"Le sexisme ne recule pas. Il perdure et ses manifestations les plus violentes s'aggravent". Voilà ce que révèle le nouveau rapport annuel du Haut Conseil à l'Égalité, rendu ce 23 janvier, texte qui a pris en compte l'expérience de 2 500 personnes sondées. Cinq ans après les prémices de la révolution #MeToo, les chiffres sont toujours accablants du côté des violences sexistes, toujours plus banalisées.
Ainsi, 80% des femmes ont la sensation d'avoir déjà été victimes de sexisme, 57 % des femmes détaillent avoir déjà subi des blagues ou remarques sexistes, 41 % des sifflements et gestes déplacés de la part d'un homme. 37% des femmes interrogées assurent avoir déjà vécu une situation de non-consentement et 22 % avoir déjà vécu une situation d'emprise psychologique ou de jalousie excessive imposée par leur conjoint.

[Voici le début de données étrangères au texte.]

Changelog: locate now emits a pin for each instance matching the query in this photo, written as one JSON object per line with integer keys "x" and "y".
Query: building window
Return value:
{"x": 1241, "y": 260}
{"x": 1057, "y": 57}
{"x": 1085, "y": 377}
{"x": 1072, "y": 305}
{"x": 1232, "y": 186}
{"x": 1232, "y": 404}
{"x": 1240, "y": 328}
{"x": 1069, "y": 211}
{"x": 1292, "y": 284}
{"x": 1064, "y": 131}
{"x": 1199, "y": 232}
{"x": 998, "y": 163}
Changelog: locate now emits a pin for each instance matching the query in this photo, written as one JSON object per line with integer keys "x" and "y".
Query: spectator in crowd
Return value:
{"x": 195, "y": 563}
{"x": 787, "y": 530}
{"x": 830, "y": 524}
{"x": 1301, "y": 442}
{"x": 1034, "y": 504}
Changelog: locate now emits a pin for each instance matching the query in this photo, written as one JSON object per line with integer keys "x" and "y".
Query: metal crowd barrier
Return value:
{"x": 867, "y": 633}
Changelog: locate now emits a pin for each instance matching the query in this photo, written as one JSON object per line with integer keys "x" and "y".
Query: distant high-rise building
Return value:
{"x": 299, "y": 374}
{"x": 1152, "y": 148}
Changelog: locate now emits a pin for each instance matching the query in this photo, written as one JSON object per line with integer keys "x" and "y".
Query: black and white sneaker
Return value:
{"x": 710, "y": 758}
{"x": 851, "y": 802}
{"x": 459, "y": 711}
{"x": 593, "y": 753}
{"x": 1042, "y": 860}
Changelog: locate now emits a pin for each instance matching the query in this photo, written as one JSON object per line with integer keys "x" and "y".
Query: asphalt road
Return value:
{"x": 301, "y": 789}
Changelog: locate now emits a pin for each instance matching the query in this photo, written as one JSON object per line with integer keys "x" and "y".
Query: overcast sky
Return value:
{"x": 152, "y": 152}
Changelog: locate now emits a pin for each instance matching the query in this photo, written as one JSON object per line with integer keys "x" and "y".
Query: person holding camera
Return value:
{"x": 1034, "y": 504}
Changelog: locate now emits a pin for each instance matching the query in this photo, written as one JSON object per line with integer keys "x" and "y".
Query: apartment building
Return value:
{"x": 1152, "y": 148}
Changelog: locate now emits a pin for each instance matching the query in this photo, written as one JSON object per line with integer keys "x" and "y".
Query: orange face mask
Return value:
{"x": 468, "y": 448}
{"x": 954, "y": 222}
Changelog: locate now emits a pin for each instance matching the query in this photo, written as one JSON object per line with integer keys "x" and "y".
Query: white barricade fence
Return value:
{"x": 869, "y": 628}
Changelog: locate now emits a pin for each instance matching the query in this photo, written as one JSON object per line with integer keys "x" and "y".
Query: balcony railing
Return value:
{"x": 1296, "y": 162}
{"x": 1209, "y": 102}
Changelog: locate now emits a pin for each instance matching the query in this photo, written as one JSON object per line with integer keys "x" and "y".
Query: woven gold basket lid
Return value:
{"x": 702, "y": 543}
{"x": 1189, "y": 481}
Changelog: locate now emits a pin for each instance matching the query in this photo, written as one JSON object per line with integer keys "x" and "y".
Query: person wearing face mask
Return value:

Le sexisme a des conséquences concrètes. Ainsi, 8 femmes sur 10 ont encore peur de rentrer seules chez elles le soir. 52 % s'empêchent de s'habiller comme elles le souhaitent. Il est également omniprésent : seule 20 % de la population estime que les femmes et les hommes sont égaux au sein du monde professionnel et 37 % des femmes affirment d'ailleurs avoir déjà vécu des discriminations sexistes dans leurs choix d'orientation pro.
"L'opinion reconnaît et déplore l'existence du sexisme mais ne le rejette pas en pratique, majoritairement chez les hommes", fustige le rapport. Et les données à ce sujet ont de quoi alerter...
La prise de conscience s'avère "compliquée" pour les hommes, qui, pour beaucoup, semblent ouvertement rejeter les enjeux soulevés par #MeToo et se vautrer dans le "victim blaming" (faire peser la responsabilité d'un crime sur sa victime et blâmer celle-ci). 16 % des hommes pensent ainsi qu'une femme agressée sexuellement "peut en partie être responsable de sa situation". De plus, 4 hommes sur 10 considèrent qu'"on s'acharne sur les hommes" et 6 hommes sur 10 "que les porte-paroles féministes en font trop". En outre, 23 % des hommes sondés considèrent "qu'on en fait trop sur les agressions sexuelles". Plus encore, 33 % des hommes pensent que le féminisme menace la place et le rôle des hommes dans la société.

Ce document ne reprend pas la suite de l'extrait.